Extension of the EFSF programme and EFSF bonds for Greece
Luxembourg – The Board of Directors of the European Financial Stability Facility (EFSF) decided today to grant Greece a two-month technical extension of its 2nd Economic Adjustment Programme financed by the EFSF. Instead of ending on 31 December 2014, the EFSF programme will now end on 28 February 2015. The decision follows a request from the Greek Finance Minister Gikas Hardouvelis.
As a result of this decision, the remaining €1.8 billion from the programme can still be disbursed to Greece until the end of February. The disbursement of this last loan tranche is conditional on the successful conclusion of the current programme’s last review.
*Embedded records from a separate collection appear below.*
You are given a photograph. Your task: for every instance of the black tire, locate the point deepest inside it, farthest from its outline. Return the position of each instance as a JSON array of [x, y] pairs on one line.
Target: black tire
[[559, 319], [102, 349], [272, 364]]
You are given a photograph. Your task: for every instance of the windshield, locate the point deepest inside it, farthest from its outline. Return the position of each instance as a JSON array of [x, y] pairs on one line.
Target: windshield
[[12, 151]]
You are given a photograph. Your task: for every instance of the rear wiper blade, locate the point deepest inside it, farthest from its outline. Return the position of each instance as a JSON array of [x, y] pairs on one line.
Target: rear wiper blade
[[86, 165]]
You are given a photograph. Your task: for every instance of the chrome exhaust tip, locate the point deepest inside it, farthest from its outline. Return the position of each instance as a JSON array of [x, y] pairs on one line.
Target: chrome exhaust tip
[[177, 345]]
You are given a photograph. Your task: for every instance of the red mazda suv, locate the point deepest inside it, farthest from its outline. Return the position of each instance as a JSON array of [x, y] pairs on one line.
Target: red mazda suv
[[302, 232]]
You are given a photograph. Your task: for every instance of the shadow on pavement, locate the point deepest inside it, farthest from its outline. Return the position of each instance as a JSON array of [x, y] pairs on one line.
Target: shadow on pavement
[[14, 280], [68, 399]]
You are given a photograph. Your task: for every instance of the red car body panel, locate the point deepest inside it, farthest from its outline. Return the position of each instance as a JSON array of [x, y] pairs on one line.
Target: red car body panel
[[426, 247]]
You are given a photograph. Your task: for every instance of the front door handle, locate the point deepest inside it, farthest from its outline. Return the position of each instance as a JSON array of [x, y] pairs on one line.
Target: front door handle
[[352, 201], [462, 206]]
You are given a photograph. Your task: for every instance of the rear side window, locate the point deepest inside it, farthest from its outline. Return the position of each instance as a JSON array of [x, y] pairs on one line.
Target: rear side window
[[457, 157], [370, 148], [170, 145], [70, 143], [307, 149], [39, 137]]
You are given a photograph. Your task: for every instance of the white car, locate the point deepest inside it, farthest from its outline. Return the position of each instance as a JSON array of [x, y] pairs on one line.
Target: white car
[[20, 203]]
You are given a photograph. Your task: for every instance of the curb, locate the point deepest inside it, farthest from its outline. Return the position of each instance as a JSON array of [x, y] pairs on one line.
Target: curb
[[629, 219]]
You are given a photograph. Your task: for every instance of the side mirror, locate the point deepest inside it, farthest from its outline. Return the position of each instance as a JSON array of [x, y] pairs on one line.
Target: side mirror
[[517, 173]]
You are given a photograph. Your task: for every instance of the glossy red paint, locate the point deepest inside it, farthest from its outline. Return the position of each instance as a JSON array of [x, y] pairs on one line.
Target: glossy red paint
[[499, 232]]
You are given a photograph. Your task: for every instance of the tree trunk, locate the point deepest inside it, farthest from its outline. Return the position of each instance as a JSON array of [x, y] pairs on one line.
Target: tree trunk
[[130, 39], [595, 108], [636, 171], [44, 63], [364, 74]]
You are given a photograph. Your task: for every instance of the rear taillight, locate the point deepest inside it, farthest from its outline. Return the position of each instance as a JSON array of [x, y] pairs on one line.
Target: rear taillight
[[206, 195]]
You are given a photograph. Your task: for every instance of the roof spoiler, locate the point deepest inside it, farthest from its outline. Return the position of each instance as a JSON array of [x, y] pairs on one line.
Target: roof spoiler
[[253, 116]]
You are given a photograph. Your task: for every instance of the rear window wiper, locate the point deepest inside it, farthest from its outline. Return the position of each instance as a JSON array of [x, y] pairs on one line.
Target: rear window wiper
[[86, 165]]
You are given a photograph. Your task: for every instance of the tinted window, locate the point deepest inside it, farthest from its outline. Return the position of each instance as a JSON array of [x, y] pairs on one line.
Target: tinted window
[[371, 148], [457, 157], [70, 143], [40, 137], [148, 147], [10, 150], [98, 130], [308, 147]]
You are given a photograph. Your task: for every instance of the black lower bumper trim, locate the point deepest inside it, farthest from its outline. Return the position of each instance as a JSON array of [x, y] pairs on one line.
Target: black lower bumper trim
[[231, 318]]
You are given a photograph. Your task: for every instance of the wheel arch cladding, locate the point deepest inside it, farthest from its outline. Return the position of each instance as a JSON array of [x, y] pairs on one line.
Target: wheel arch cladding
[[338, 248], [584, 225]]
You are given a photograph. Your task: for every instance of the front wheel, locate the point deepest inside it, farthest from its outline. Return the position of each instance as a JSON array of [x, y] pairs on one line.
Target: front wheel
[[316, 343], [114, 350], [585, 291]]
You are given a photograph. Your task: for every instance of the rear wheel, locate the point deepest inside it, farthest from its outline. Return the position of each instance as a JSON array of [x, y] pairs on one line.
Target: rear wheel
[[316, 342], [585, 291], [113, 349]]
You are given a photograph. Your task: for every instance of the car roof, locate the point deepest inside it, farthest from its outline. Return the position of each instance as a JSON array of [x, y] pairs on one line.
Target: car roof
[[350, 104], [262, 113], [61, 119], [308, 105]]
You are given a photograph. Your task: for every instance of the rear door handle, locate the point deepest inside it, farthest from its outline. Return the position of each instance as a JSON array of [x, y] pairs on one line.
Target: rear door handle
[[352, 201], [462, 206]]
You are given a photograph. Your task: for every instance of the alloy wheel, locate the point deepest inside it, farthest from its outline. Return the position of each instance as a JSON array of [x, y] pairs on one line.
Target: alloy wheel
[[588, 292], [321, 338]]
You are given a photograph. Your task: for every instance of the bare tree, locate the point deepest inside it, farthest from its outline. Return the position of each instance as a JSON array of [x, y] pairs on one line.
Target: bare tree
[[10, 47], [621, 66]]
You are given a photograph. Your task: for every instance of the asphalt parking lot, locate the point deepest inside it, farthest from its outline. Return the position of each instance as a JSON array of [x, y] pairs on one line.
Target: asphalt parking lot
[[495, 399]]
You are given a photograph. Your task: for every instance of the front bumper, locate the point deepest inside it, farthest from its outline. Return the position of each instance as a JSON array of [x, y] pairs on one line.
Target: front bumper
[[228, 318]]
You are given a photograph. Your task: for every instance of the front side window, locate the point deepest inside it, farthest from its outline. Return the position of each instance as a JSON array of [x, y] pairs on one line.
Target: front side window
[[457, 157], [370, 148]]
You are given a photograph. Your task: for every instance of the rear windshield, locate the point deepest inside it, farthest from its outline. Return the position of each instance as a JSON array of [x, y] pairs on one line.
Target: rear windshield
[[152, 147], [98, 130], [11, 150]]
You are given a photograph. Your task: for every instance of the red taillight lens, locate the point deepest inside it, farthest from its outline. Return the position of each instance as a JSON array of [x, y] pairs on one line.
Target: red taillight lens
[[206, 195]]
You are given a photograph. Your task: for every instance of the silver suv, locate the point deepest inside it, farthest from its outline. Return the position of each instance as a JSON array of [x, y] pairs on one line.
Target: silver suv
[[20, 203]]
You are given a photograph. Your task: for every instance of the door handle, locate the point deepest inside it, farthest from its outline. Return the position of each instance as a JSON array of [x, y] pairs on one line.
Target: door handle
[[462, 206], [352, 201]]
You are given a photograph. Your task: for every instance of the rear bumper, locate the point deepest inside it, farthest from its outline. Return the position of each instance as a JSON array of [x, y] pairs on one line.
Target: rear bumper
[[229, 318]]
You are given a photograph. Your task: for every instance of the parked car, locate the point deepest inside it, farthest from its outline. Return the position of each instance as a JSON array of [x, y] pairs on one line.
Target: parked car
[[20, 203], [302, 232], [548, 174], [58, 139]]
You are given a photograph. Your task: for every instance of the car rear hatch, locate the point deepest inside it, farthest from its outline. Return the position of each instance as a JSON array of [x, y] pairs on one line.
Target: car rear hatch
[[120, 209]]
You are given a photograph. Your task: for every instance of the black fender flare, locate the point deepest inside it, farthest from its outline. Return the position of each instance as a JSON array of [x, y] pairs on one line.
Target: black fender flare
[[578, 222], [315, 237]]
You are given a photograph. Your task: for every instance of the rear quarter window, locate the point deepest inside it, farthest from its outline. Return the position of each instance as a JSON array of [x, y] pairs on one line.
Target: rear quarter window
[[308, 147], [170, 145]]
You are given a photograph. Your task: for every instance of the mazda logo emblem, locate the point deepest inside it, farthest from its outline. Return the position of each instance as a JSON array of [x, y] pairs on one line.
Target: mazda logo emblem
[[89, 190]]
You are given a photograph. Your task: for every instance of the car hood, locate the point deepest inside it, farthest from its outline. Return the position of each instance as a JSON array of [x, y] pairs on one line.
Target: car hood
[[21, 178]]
As part of the programme, the EFSF has so far disbursed €141.8 billion of financial assistance to Greece.
In parallel, following a request from Greece, EFSF CEO Klaus Regling has confirmed that the availability period of €10.9 billion of EFSF bonds has been extended until 28 February 2015. As part of Greece’s 2nd Economic Adjustment Programme, these EFSF bonds were transferred to the Hellenic Financial Stability Fund (HFSF) which can use them to recapitalise and resolve banks.
“The technical extension of the EFSF programme for two months gives Greece time to conclude the current review with the Troika”, said EFSF CEO Klaus Regling, who is also Managing Director of the European Stability Mechanism (ESM). “The extension of the EFSF facility and bonds for two months ensures that these funds remain available for Greece. This will reassure the markets. Greece and the Troika should use this period to move towards a follow-up arrangement.”
At its meeting on 8 December, the Eurogroup reiterated that it would be favourably disposed to a Greek request for an Enhanced Conditions Credit Line (ECCL) by the ESM as a follow-up to Greece’s current programme. The ESM would only grant an ECCL once Greece’s 2nd Economic Adjustment Programme has been successfully concluded. The ECCL is a precautionary credit line by the ESM.“The Greek people have made enormous progress in putting their economy back on sounder footing, but there is still a need for more reform”, Klaus Regling added. “With the extension of the EFSF programme and the prospect of ESM support afterwards, conditions are there in principle to accompany Greece towards a full economic recovery and renewed full market access.”